Ações visam conscientizar a comunidade escolar e debater a educação
O Colégio Mário Quintana de Barão de Cotegipe, realizou na tarde desta segunda-feira (18), uma aula pública nas dependências da escola. Integrantes da comunidade escolar como alunos e seus familiares, professores e funcionários participaram do evento que abordou questões relacionadas à greve do magistério gaúcho.
Na ocasião, representantes do sindicato da categoria (CPERS) falaram sobre medidas adotadas pelo governo do Estado que prejudicam os profissionais da área. Foram elencadas as PEC´s que estão em trâmite na Assembleia Legislativa, que ferem frontalmente os servidores públicos, como a retirada das datas de pagamento do salário, bem como a exclusão da “Licença Prêmio”, dificultando a formação e especialização de professores.
Segundo a diretora do CPERS, Marisa Betiato “a categoria merece respeito, assim como o serviço que ela presta à sociedade gaúcha. É muito importante que tenhamos clareza do que está ocorrendo por parte do governo nesse momento. Além do desrespeito com o funcionalismo, através do 21° mês de parcelamento de salários, há uma onda de privatizações com o intuito de enfraquecer o Estado e a participação da sociedade em debates fundamentais”, destacou.

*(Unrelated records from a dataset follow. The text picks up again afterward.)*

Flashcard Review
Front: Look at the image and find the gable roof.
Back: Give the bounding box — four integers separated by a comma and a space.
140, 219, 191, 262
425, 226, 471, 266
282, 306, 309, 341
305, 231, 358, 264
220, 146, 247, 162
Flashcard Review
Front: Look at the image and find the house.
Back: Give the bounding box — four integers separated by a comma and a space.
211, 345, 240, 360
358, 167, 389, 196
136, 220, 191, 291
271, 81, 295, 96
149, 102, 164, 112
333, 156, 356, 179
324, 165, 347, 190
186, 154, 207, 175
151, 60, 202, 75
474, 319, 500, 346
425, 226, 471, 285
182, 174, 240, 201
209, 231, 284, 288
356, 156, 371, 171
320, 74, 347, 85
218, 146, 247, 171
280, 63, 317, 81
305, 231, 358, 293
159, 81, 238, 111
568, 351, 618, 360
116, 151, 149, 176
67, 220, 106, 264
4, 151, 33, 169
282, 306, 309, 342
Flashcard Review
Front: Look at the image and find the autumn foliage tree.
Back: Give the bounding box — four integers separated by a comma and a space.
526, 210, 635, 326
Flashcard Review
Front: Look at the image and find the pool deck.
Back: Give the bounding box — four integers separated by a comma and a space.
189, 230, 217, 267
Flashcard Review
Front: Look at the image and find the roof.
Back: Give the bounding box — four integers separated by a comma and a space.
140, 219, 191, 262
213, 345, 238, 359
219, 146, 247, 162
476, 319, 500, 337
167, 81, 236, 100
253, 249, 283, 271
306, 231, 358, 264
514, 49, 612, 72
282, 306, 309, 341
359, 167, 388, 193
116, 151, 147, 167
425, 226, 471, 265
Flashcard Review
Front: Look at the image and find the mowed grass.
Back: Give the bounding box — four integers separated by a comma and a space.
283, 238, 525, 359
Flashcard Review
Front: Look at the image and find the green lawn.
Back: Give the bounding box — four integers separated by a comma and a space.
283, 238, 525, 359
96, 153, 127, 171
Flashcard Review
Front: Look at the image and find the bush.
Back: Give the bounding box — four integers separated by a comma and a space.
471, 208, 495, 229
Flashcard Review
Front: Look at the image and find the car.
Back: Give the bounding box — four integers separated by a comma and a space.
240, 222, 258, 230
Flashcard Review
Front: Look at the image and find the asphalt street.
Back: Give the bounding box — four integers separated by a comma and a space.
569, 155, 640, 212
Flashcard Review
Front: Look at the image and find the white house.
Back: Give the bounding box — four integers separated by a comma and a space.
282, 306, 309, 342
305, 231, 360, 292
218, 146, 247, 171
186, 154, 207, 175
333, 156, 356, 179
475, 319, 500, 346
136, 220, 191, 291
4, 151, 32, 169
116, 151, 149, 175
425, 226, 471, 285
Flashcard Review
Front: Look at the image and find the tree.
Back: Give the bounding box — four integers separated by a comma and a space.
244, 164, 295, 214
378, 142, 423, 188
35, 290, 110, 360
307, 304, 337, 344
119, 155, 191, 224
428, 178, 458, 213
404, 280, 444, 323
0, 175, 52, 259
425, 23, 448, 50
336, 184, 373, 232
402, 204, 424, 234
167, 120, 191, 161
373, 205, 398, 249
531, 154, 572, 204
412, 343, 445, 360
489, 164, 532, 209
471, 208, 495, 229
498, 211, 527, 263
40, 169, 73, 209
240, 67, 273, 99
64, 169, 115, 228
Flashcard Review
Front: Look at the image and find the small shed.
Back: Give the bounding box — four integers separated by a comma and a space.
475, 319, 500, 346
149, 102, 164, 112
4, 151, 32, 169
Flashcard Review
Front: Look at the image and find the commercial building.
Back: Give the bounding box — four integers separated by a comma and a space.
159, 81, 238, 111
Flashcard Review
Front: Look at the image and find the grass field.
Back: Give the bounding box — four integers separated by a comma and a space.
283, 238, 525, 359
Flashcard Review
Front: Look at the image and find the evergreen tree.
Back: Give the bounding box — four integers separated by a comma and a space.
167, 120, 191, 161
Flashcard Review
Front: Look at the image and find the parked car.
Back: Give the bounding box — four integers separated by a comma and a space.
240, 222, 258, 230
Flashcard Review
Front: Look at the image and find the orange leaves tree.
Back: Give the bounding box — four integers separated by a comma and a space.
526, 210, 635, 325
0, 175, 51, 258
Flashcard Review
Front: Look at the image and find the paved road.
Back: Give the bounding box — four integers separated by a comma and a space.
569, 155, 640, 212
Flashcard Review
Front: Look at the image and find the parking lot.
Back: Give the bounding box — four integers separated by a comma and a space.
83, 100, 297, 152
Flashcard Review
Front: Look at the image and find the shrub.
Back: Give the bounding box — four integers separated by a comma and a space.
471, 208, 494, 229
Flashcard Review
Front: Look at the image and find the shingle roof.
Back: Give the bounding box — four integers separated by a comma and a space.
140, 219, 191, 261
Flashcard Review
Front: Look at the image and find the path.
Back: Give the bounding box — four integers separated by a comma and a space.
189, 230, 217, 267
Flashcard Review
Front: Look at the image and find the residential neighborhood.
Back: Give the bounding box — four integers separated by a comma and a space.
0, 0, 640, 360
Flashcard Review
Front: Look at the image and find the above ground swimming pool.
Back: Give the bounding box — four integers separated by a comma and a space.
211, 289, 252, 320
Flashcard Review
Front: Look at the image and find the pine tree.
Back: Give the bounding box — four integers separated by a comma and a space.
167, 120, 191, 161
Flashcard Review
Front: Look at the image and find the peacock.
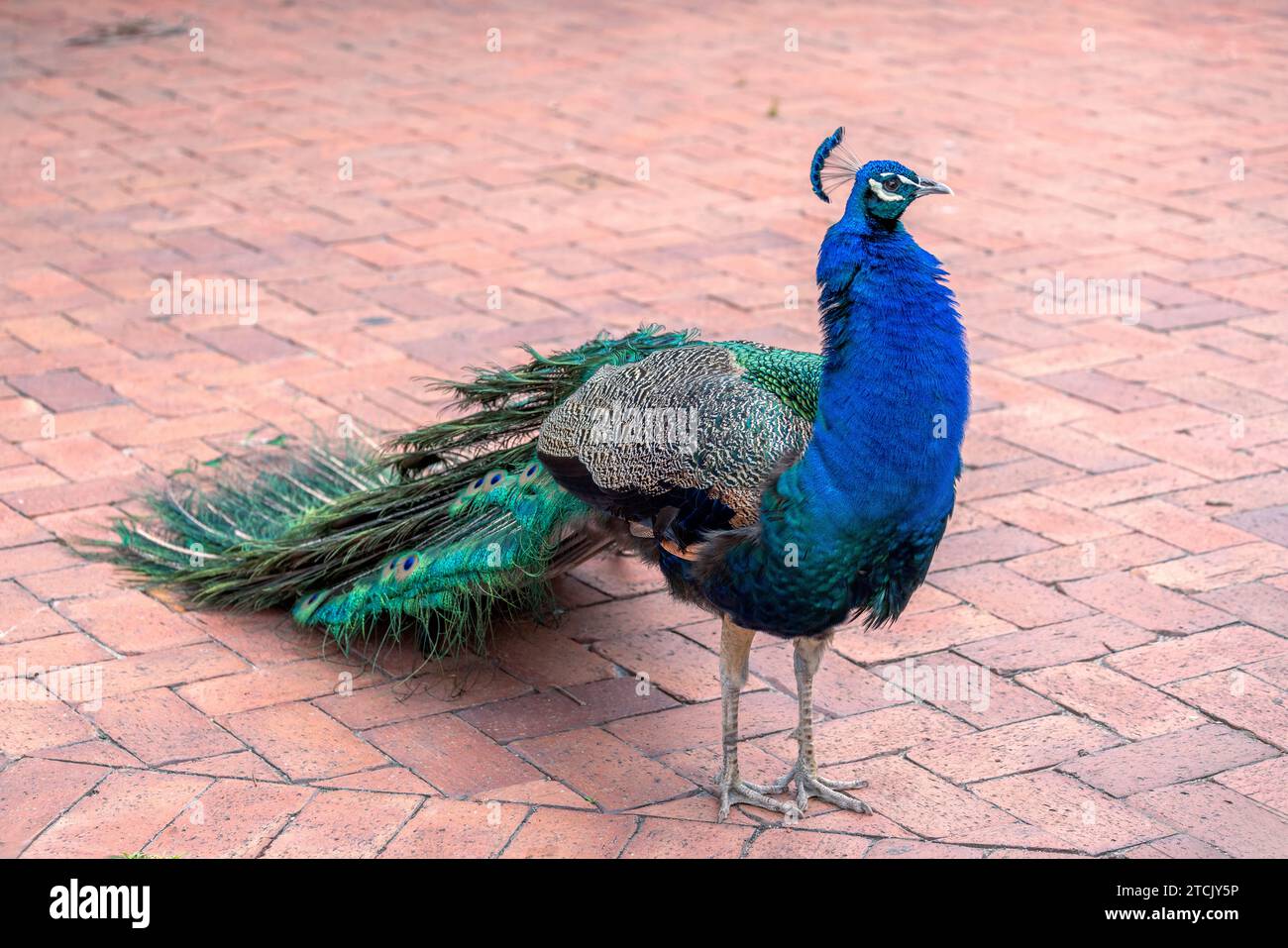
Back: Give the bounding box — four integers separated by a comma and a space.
107, 129, 970, 820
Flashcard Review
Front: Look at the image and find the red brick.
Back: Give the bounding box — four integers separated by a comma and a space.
559, 592, 708, 642
1006, 533, 1181, 583
756, 702, 970, 769
909, 715, 1121, 784
58, 590, 206, 655
145, 781, 314, 859
0, 679, 97, 758
1127, 781, 1288, 859
1063, 574, 1232, 632
622, 819, 755, 859
605, 690, 799, 756
1060, 724, 1275, 796
25, 771, 210, 859
313, 669, 528, 730
1038, 461, 1207, 509
1197, 582, 1288, 635
934, 563, 1090, 629
879, 652, 1057, 728
501, 809, 636, 859
474, 778, 595, 810
863, 840, 986, 859
46, 643, 246, 700
932, 527, 1051, 570
808, 758, 1014, 840
179, 656, 381, 716
265, 790, 420, 859
490, 626, 613, 687
313, 767, 434, 796
0, 632, 112, 679
747, 642, 899, 715
0, 503, 49, 546
90, 687, 242, 765
1017, 662, 1206, 741
747, 829, 872, 859
23, 433, 142, 480
975, 772, 1172, 854
1214, 756, 1288, 815
0, 758, 108, 859
0, 582, 73, 644
365, 715, 541, 796
162, 751, 286, 784
1105, 626, 1288, 685
1163, 669, 1288, 750
957, 614, 1154, 673
9, 369, 120, 412
832, 605, 1015, 665
223, 702, 387, 781
380, 799, 527, 859
595, 630, 726, 700
973, 493, 1124, 543
514, 728, 693, 810
1140, 542, 1288, 592
460, 678, 677, 742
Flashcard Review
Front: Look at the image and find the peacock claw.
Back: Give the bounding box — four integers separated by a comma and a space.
716, 774, 800, 823
747, 764, 872, 812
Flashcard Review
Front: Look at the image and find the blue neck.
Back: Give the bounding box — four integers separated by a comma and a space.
680, 208, 970, 635
783, 207, 970, 535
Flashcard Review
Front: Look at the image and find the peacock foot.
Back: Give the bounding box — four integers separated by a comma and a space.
716, 771, 800, 823
746, 763, 872, 812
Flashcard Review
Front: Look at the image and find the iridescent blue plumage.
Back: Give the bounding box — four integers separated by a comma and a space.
105, 129, 970, 818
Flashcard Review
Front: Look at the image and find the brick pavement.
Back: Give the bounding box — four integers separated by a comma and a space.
0, 0, 1288, 858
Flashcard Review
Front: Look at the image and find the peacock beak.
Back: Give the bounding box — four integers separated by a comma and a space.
912, 177, 953, 201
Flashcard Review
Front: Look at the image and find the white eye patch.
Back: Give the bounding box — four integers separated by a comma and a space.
868, 177, 903, 201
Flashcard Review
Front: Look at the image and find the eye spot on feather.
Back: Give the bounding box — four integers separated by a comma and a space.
394, 553, 420, 582
380, 555, 402, 582
291, 588, 331, 623
480, 471, 505, 493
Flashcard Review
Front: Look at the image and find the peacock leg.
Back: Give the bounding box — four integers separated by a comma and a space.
716, 616, 796, 822
751, 635, 872, 812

Já o professor da UFFS Humberto José da Rocha, realizou uma fala durante a aula pública resgatando a importância da luta e da construção de movimentos sociais em torno da educação no Brasil. “As conquistas que o país teve ao longo de sua história sempre foram resultado de muita luta, de muita mobilização e debate. Agora não será diferente. É o momento certo da comunidade escolar entender que a luta dos educadores não é apenas por salários, ou condições de trabalho, mas também é fundamental destacar que essa luta é sobre a educação e a forma como as gerações vão se estruturar, uma vez que a desigualdade social leva a resultados cada vez mais desiguais”, afirmou em sua fala, o professor.
Após a aula pública, professores e comunidade escolar foram até o centro da cidade e realizaram um ato de conscientização coletiva, entregando material sobre os motivos da paralisação à população.
Tais ações foram organizadas pelos grevistas do Colégio Mário Quintana, que estruturaram uma comissão que se encontrará semanalmente para discutir o andamento da paralisação. Segundo um dos integrantes desta comissão, professora Viviane Tussi “essa foi uma decisão unânime dos colegas das séries finais do Ensino Fundamental e Médio, vamos nos manter fortes e na certeza de que a comunidade escolar assimilará a importância de nossa luta pela educação. Não há previsão para retorno, manteremos contato direto com o sindicato da categoria, e com nossos colegas para definirmos maiores desdobramentos”, explicou.